Уйдя на покой, Кузнецов прожил в особняке еще два месяца, а потом как-то утром заявился к Ерошкину и сказал, что Шереметевский дворец для него одного велик и остаток жизни он хочет прожить вместе с другими воркутинцами. Ерошкина этот визит и эта перспектива поначалу, конечно, не обрадовали; не зная, что ответить, вообще как себя с Кузнецовым вести, он сказал, что сам данный вопрос решить не может и должен связаться с Москвой. Кузнецов возражать не стал, сказал, что подождет в саду; к дому примыкал небольшой, но очень ухоженный яблоневый сад, где стояли скамейка и стол.
Ерошкин долго не мог разыскать Смирнова, а когда нашел и рассказал, тот был напуган не меньше его. Оба они прекрасно понимали, что, минуя Сталина, этот вопрос не решить, а что скажет Сталин, догадаться было невозможно. После разговора со Смирновым Ерошкин вышел к Кузнецову в сад и сказал, что, как и обещал, позвонил в Москву, но все знают, что Москва – город большой и вряд ли какое-нибудь решение будет раньше, чем через несколько дней. В общем, он всячески хотел дать понять Кузнецову, что пока ему лучше вернуться в свой особняк, а когда ответ придет, он его известит. Однако Кузнецов возразил, что не спешит и в саду ему хорошо. Как оказалось, ждал он не зря, и к обеду ответ, причем положительный, в самом деле был получен. Кузнецов тогда так и остался у них ночевать, даже вещи свои он перевез из особняка неделю спустя. Вел он себя в доме скромно, не требовал ни привилегий, ни особых льгот, и очень скоро и турок, и Ерошкин перестали его выделять из других воркутинцев. Сами же зэки, без сомнения, были ему рады, как рады они были всякому, кто знал и любил Веру.

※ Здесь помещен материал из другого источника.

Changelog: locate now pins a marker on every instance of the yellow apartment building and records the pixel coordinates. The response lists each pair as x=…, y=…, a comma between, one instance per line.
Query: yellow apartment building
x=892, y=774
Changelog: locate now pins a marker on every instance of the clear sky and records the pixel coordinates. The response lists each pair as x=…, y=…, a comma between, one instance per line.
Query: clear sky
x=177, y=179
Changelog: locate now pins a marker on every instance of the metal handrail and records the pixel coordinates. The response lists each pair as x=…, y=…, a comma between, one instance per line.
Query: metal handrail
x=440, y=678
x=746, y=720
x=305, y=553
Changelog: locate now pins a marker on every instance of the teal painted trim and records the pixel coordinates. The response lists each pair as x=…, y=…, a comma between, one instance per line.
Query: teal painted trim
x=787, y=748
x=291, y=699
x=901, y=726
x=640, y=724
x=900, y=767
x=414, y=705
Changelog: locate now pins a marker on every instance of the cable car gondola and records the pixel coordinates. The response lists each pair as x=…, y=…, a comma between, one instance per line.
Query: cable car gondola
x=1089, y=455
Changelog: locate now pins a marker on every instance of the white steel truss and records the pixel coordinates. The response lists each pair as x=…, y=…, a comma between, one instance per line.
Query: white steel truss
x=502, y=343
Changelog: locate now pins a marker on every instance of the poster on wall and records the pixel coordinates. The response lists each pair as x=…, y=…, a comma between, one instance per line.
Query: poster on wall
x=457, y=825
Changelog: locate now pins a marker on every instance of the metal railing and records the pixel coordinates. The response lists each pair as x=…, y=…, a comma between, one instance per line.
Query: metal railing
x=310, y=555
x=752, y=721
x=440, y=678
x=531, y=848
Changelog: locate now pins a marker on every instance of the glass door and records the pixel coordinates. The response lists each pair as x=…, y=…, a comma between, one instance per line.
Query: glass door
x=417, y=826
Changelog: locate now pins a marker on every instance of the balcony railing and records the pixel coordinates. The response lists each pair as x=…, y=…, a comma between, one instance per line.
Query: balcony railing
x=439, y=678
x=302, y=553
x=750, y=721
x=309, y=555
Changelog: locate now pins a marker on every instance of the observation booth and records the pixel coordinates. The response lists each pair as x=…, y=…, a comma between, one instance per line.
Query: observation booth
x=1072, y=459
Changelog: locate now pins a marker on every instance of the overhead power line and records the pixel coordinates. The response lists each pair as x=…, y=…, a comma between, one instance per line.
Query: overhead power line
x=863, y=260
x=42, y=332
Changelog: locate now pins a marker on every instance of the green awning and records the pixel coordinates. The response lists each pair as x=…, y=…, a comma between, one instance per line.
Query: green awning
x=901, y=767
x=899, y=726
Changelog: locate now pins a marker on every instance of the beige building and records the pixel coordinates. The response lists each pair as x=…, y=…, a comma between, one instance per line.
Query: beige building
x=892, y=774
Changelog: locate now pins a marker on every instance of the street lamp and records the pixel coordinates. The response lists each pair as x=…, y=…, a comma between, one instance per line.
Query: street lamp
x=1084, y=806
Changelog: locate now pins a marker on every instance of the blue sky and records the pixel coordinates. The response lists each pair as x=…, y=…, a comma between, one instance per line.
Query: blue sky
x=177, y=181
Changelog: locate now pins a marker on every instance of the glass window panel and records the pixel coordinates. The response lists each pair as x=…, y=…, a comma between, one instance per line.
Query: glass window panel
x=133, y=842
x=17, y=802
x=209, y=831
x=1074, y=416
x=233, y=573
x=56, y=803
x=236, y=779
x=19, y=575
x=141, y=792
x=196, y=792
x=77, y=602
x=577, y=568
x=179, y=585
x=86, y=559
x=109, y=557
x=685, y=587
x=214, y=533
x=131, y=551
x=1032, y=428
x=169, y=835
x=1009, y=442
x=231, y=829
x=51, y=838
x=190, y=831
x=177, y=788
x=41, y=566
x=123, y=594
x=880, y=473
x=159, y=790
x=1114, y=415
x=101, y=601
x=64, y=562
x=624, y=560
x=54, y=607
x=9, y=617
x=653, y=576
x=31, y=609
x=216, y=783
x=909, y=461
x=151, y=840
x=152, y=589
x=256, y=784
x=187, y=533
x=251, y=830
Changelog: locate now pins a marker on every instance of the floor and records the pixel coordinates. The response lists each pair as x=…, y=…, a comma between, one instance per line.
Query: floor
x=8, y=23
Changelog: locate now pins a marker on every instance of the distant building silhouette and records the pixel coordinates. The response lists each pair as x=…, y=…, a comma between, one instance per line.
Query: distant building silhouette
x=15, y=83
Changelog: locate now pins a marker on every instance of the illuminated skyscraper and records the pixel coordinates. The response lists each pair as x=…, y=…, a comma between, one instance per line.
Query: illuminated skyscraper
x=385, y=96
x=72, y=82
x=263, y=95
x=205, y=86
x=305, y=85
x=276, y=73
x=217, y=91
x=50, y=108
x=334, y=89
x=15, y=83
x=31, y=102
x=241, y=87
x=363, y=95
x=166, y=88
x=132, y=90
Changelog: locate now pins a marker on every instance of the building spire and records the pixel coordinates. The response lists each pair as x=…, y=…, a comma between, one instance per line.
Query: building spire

Вторая история обещала быть еще громче, чем кузнецовский кульбит, но и из нее ничего не вышло. Седьмого февраля 1953 года поздно ночью Ерошкину из Москвы позвонил Смирнов и сказал, что, как ему только что стало известно, Сталин, несмотря на неважное самочувствие, собирается в мае поехать на пароходе по Верхней Волге от Калинина до Ярославля. Причем главная его остановка будет именно в Ярославле, где он намерен объявить о награждении области за войну и за победу в соцсоревновании орденом Красного Знамени и собственноручно его вручить. Ерошкин сразу понял Смирнова: как раз в мае этого года Вера должна была наконец дойти до Сталина. Он и раньше немало думал о том, где и как Сталин захочет встретиться с Верой, теперь это, по-видимому, определилось. Всё же то, что Сталин решится сам приехать в Ярославль, было, конечно, большой новостью.